More information on the data structures can be found at Bulbapedia: Category:Structures
Images
Trainer and monster images are LZ77-compressed 64 by 64 pixels, 16 colors. Trainers' back-facing images are much taller and (in FireRed/LeafGreen) uncompressed. Monster front images in Emerald are 128 pixels tall to allow animation. In all games, certain monsters always have nonstandard heights (i.e. Castform). Alternate colors (aka shiny) are usually represented by the back-facing images since it makes an intuitive kind of sense.
Maps
Maps are split among banks, each bank roughly being one location. For example, there is a bank with all the cities and routes and several banks with each city's interiors. Generally, a map can be defined by a Doom-like "bank X, map Y" scheme. In FireRed, the bank pointer list is at $3526A8. Following one of the pointers found there yields that bank's map pointer list, which can be followed to a given map's header. Here is the map header format, including example data from Pallet Town (B3M0, 0x350618):
Data type | Description | Example |
---|---|---|
Pointer | Map data | 0x082DD4C0 |
Pointer | Event data | 0x083B4E50 |
Pointer | Map scripts | 0x0816545A |
Pointer | Connections | 0x0835276C |
Short | Music index | 0x012C (Pallet Town) |
Short | Map pointer index? | 0x004E |
Byte | Label index | 0x58 ("Pallet Town") |
Byte | Something with Flash? | 0x00 |
Byte | Weather | 0x02 |
Byte | Type | 0x01 |
Short | ??? | 0x0601 |
Byte | Show label on entry | 0 |
Byte | Battle type? | 0 |
The map layout data is another header:
Data type | Description | Example |
---|---|---|
Long | Width in tiles | 24 |
Long | Height in tiles | 20 |
Pointer | Border | 0x082DD0F8 |
Pointer | Actual map data | 0x082D1D00 |
Pointer | Global tileset | 0x082D4A94 (outside) |
Pointer | Local tileset | 0x082D4AAC |
Byte | Border width | 2 |
Byte | Border height | 2 |
Border size is only in FireRed/LeafGreen. In R/S/E it is missing and borders are always 2x2 squares.

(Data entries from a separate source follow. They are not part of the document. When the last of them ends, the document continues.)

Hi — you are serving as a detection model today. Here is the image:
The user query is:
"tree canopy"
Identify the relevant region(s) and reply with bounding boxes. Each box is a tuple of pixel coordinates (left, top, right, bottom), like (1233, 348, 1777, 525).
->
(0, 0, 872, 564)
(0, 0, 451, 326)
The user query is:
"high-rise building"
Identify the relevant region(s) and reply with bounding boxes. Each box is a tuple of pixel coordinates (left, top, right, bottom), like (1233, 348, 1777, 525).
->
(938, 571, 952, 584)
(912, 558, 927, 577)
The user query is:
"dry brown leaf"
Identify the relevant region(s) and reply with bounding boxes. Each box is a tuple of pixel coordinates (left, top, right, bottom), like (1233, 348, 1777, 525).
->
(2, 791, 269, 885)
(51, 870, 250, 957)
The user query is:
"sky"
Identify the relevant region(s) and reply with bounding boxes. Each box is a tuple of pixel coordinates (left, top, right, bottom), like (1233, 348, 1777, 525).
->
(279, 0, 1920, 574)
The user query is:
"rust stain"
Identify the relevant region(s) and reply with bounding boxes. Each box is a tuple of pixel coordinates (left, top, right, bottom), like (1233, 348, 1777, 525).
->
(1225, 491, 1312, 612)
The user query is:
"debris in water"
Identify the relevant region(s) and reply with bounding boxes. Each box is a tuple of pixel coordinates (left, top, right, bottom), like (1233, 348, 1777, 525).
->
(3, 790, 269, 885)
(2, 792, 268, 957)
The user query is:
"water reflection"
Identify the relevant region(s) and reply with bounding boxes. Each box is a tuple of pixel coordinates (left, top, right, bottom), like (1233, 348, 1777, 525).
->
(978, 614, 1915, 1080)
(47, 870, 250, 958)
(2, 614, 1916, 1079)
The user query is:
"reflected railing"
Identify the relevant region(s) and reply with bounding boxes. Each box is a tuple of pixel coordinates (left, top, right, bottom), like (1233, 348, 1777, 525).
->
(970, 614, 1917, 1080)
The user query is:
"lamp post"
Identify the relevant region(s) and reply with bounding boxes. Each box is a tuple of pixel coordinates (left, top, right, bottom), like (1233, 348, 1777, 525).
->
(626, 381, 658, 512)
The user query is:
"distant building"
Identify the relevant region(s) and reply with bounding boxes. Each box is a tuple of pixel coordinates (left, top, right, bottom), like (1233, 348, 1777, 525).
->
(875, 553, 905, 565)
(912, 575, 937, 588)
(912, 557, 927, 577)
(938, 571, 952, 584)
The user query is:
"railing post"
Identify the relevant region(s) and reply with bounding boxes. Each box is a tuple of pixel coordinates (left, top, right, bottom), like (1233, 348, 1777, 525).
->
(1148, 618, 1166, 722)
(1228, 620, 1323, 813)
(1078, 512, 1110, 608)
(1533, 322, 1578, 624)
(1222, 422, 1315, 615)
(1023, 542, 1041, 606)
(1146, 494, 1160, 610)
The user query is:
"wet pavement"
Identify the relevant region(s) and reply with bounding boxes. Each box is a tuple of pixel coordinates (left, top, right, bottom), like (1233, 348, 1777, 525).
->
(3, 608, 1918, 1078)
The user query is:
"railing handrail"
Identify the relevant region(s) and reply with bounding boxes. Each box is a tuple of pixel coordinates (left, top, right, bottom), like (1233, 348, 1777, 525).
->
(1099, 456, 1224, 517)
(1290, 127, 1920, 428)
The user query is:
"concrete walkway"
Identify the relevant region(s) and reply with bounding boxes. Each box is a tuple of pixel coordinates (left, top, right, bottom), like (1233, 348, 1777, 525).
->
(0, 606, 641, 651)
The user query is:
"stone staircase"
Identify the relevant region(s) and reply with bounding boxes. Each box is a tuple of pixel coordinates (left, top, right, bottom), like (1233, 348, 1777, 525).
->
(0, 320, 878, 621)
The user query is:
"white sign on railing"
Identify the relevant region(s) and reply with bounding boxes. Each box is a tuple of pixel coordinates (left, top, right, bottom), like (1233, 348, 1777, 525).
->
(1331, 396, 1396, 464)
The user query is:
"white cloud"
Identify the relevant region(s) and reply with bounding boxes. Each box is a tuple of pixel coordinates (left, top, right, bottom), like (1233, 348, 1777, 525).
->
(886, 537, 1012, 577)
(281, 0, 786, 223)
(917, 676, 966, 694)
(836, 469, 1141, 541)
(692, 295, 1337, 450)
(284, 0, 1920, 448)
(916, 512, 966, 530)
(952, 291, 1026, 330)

Map data is quite straightforward: each 16-bit entry encodes the tile number and attribute. The trick is that there are only 64 attributes and 512 tiles, so the 16-bit entry is split up 7:9 instead of 8:8. The border data is technically the same format, but does not use attributes (this may need to be verified).
Important Notice: The above statement does not apply to Ruby. Tiles and attributes are broken up 6:10, not 7:9. For example, a map tile in Advance Map that shows as "block 1D4" with a movement permission of "01" will be represented in a hex editor as "D405", which is "1101 0100 0000 0101" in binary. To extract the tile you take the last 2 bits "01" and prepend that to the first 8 bits. This gives you "01 1101 0100", which is "1D4". Bits 9-14 are "000001" which gives a hex value of "1".